I recently installed fedora on my main machine. I’m a first time Linux user.
I’m trying to connect to an OpenVPN server I have running somewhere. I tried doing this by going to settings > Network > VPN “+” > Import from file. After selecting the .ovpn file I fill in the User name and Password. I then “add” and try to connect. This does not work. After 30-60 seconds I get a notification saying “connection failed, activation of network connection failed”.
Through similar steps I got all this working on windows previously, which I used for a long time.
It works for me out of the box on Fedora 34 when importing VPN profile by a non-root user.
A reboot was never required, and fixing SELinux labels appears to be no longer required.
It should be some other problem, so you’d best collect and analyze the VPN connection log.
That is really cool! Helps diagnosing the problem a lot!
What the problem seems to be is this:
TLS error: Unsupported protocol. This typically indicates that client and server have no common TLS version enabled. This can be caused by mismatched tls-version-min and tls-version-max options on client and server. If your OpenVPN client is between v2.3.6 and v2.3.2 try adding tls-version-min 1.0 to the client configuration to use TLS 1.0+ instead of TLS 1.0 only
I now have a general understanding of what TLS is. What instantly fixed the problem is setting TLS min version to 1.0. Wikipedia tells me 1.0 and 1.1 are deemed insecure now. I wonder if using TLS 1.0 is dumb.

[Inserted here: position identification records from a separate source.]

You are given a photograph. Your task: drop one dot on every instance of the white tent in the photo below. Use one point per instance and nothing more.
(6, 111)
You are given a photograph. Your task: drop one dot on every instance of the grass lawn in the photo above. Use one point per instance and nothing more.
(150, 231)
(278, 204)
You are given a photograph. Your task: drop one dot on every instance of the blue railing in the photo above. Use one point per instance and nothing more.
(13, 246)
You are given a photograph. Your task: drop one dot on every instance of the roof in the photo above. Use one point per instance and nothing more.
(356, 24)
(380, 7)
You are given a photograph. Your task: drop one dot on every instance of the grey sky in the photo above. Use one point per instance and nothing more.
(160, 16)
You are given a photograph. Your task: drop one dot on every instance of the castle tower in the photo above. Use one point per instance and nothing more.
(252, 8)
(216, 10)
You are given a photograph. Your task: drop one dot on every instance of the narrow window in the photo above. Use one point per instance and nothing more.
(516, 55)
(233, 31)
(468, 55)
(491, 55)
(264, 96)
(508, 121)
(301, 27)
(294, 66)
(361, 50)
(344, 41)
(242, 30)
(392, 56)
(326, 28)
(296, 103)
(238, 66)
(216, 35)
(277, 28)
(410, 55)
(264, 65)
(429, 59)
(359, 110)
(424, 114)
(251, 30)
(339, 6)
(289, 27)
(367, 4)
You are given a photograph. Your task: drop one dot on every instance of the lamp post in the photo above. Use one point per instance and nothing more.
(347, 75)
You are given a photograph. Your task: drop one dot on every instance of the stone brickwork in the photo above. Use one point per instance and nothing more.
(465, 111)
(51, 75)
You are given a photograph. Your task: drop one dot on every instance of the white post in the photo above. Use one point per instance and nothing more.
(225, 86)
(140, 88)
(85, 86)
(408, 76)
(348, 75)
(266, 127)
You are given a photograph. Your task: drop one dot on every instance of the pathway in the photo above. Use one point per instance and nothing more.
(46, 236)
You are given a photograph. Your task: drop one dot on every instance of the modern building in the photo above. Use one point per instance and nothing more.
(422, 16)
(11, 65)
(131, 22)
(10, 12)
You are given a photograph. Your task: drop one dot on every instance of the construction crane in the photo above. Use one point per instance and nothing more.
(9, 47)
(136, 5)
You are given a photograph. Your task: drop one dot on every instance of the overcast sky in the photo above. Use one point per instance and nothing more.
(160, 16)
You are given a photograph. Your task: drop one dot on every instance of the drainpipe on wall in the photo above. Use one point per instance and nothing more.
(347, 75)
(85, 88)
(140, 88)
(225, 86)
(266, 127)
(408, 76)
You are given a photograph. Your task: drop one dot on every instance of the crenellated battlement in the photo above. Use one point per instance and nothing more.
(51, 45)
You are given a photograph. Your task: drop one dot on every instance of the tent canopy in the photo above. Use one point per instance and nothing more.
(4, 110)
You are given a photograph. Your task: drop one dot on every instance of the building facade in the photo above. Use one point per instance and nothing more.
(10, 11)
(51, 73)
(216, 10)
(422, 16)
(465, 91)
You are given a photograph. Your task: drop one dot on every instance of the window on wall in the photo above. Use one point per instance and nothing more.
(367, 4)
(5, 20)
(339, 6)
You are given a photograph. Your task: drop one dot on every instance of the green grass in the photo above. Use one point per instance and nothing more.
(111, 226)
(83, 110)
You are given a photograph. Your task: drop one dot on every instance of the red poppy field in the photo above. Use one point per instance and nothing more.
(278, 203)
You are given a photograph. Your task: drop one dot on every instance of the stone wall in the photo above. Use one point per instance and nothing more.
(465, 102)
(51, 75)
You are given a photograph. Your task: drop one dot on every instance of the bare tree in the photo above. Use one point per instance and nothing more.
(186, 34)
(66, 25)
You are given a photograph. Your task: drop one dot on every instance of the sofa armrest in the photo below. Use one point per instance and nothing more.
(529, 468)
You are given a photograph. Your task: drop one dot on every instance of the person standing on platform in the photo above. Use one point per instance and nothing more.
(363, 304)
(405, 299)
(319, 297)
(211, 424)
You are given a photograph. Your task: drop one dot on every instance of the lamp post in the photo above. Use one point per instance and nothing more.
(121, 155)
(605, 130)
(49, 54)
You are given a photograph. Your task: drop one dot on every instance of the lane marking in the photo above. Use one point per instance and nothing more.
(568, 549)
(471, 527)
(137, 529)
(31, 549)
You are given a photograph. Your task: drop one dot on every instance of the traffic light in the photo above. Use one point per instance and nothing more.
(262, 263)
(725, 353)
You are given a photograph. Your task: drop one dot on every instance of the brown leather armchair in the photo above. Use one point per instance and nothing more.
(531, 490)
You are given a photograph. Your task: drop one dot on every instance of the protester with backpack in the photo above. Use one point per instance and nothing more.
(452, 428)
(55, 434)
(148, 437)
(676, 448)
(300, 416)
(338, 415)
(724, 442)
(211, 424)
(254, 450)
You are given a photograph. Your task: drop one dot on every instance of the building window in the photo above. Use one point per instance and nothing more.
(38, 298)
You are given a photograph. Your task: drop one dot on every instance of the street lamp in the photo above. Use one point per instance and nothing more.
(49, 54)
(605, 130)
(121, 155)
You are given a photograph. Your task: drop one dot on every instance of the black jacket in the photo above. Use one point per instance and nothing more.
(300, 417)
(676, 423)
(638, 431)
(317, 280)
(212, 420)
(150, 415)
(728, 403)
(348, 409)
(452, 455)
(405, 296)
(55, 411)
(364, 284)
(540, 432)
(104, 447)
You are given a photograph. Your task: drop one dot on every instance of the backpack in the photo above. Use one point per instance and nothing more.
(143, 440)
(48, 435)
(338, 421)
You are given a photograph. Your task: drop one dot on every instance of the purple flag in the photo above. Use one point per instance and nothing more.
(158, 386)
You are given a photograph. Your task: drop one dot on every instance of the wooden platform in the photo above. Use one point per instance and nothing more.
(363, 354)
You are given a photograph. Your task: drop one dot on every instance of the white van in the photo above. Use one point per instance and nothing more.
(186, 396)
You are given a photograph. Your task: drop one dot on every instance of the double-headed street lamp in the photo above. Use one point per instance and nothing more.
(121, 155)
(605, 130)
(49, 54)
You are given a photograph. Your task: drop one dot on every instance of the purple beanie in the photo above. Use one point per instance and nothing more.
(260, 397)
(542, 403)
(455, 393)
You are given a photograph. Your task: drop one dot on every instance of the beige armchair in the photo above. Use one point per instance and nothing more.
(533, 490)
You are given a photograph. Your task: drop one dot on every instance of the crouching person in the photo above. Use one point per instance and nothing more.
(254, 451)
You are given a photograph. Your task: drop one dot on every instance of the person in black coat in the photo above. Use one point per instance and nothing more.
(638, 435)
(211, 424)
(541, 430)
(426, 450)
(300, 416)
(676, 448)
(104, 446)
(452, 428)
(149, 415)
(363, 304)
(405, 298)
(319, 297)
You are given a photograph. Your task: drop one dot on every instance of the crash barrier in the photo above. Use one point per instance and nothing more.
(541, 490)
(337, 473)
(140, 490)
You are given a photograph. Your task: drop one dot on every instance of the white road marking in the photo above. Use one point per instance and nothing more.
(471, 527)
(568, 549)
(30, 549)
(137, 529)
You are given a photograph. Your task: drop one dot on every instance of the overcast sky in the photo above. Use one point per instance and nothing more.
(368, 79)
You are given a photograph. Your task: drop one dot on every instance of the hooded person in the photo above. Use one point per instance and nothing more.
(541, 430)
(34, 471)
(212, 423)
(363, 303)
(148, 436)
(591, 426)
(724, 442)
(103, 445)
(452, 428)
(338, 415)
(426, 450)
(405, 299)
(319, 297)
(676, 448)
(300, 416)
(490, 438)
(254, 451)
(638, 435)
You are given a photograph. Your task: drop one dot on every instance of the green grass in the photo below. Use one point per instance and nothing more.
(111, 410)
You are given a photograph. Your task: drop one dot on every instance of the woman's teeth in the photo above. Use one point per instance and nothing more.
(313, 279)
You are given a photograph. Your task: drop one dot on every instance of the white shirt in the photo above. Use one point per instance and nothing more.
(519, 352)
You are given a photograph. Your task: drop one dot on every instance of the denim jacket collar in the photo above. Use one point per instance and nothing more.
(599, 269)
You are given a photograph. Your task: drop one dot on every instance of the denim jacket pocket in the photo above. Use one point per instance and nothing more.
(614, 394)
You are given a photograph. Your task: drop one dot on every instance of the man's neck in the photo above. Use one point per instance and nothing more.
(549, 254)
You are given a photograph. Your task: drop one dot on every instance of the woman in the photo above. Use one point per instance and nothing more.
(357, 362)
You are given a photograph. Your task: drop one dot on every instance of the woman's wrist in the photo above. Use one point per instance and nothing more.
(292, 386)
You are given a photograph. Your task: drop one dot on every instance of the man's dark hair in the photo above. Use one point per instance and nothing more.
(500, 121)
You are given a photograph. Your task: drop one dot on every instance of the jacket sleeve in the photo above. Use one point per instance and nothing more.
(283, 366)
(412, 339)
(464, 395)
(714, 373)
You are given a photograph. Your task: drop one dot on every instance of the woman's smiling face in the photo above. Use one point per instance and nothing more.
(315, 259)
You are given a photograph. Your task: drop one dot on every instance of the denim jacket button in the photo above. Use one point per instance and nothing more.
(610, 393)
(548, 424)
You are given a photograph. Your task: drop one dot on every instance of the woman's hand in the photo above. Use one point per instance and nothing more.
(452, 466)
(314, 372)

Note that if I set TLS min version to 1.1, the connection does not work.
Hence I now can get my vpn working again, but ended up with a new question: is using TLS 1.0 secure, when connecting to an OpenVPN server?
I will also make sure to edit my original post to summarize what went wrong and what helped me diagnose the problem. Again many thanks to @vgaetera for seriously pushing me into the right direction.